5. En troisième lieu, aux termes de l'article 8 de la convention européenne de sauvegarde des droits de l'homme et des libertés fondamentales : " 1. Toute personne a droit au respect de sa vie privée et familiale, de son domicile et de sa correspondance. / 2. I1 ne peut y avoir ingérence d'une autorité publique dans l'exercice de ce droit que pour autant que cette ingérence est prévue par la loi et qu'elle constitue une mesure qui, dans une société démocratique, est nécessaire à la sécurité nationale, à la sûreté publique, au bien-être économique du pays, à la défense de l'ordre et à la prévention des infractions pénales, à la protection de la santé ou de la morale, ou à la protection des droits et libertés d'autrui. ".

6. Mme A soutient résider en France depuis 2020. Elle se prévaut de son insertion professionnelle entre les mois d'octobre 2022 et janvier 2023, de la présence de son fils de nationalité française né le 22 décembre 2020 et de la contribution par le père de celui-ci à son entretien et à son éducation. La requérante ne soutient ni même n'allègue être dépourvue d'attaches familiales dans son pays d'origine où elle a vécu jusqu'à l'âge de vingt-six ans. Par suite, le moyen tiré de la méconnaissance de l'article 8 de la convention européenne de sauvegarde des droits de l'homme et des libertés fondamentales doit être écarté. Il ne ressort pas davantage des pièces du dossier que le préfet aurait commis une erreur manifeste d'appréciation au regard de sa situation personnelle.

7. En quatrième lieu, aux termes du 1 de l'article 3 de la convention internationale relative aux droits de l'enfant : " Dans toutes les décisions qui concernent les enfants, qu'elles soient le fait des institutions publiques ou privées de protection sociale, des tribunaux, des autorités administratives ou des organes législatifs, l'intérêt supérieur de l'enfant doit être une considération primordiale. ".

8. Eu égard à ce qui a été dit précédemment et dès lors que la décision attaquée n'a ni pour objet, ni pour effet de séparer Mme A de son enfant, le moyen tiré de la méconnaissance des stipulations du 1 de l'article 3 de la convention internationale relative aux droits de l'enfant ne peut qu'être écarté.
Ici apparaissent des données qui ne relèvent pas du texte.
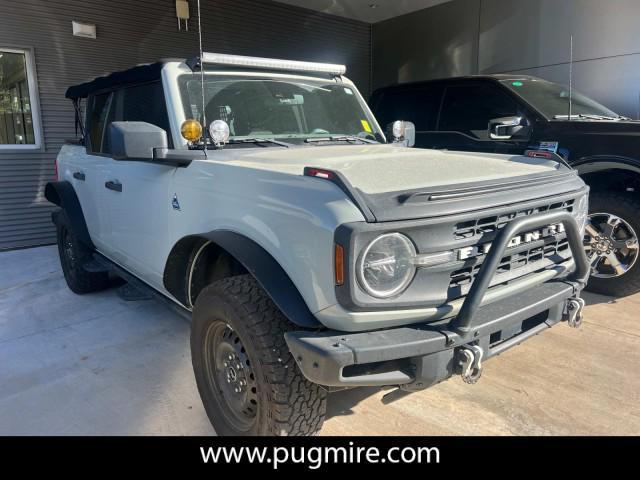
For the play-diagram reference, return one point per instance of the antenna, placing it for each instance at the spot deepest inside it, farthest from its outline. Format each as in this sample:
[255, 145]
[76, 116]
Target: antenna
[204, 116]
[570, 77]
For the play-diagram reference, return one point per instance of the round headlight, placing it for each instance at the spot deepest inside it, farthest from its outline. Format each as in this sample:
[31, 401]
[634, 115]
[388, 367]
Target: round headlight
[219, 132]
[386, 267]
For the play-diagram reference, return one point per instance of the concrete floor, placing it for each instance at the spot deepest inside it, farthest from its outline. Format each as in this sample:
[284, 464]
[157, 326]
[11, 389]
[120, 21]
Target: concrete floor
[96, 365]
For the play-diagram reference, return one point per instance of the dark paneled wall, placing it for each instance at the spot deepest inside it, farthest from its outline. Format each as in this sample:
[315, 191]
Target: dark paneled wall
[139, 31]
[436, 42]
[518, 36]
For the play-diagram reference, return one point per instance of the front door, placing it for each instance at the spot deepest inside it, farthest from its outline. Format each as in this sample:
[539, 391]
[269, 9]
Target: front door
[467, 109]
[138, 193]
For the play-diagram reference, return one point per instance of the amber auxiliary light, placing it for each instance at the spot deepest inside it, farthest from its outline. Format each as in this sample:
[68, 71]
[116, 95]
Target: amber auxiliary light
[191, 130]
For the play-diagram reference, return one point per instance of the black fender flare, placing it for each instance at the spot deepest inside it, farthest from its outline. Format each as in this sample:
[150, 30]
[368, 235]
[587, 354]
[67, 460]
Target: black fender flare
[598, 163]
[63, 194]
[268, 273]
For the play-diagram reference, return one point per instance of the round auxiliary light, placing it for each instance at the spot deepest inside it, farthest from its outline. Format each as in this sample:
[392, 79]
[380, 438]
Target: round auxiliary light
[386, 266]
[397, 129]
[191, 130]
[219, 132]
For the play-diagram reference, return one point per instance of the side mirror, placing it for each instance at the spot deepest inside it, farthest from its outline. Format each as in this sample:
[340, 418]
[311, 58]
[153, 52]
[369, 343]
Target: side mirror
[135, 140]
[403, 132]
[508, 128]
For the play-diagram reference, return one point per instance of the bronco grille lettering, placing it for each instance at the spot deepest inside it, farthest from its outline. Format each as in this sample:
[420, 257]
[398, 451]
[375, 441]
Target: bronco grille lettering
[474, 251]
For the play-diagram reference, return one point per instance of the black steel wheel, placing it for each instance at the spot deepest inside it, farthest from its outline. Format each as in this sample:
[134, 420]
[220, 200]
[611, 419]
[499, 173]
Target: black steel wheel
[248, 381]
[230, 376]
[73, 255]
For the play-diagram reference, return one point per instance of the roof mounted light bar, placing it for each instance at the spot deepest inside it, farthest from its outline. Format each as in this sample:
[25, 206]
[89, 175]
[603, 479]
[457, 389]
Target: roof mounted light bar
[272, 63]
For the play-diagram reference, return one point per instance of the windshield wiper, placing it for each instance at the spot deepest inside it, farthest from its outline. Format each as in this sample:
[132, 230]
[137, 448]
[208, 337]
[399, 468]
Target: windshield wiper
[340, 138]
[588, 116]
[259, 140]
9. Il résulte de tout ce qui précède que les conclusions à fin d'annulation de Mme A doivent être rejetées ainsi que, par voie de conséquence, ses conclusions à fin d'injonction ainsi que celles présentées sur le fondement de l'article L. 761-1 du code de justice administrative.

D É C I D E :

Article 1er : La requête de Mme A est rejetée.

Article 2 : Le présent jugement sera notifié à Mme B A et au préfet de la Seine-Saint-Denis.

Délibéré après l'audience du 4 octobre 2023, à laquelle siégeaient :

M. Le Garzic, président,

Mme Syndique, première conseillère,

Mme Fabre, conseillère.

Rendu public par mise à disposition au greffe le 19 octobre 2023.

La rapporteure,

A.-L. Fabre Le président,

P. Le Garzic

Le greffier,

S. Werkling

La République mande et ordonne au préfet de la Seine-Saint-Denis en ce qui le concerne ou à tous commissaires de justice à ce requis en ce qui concerne les voies de droit commun contre les parties privées, de pourvoir à l'exécution de la présente décision.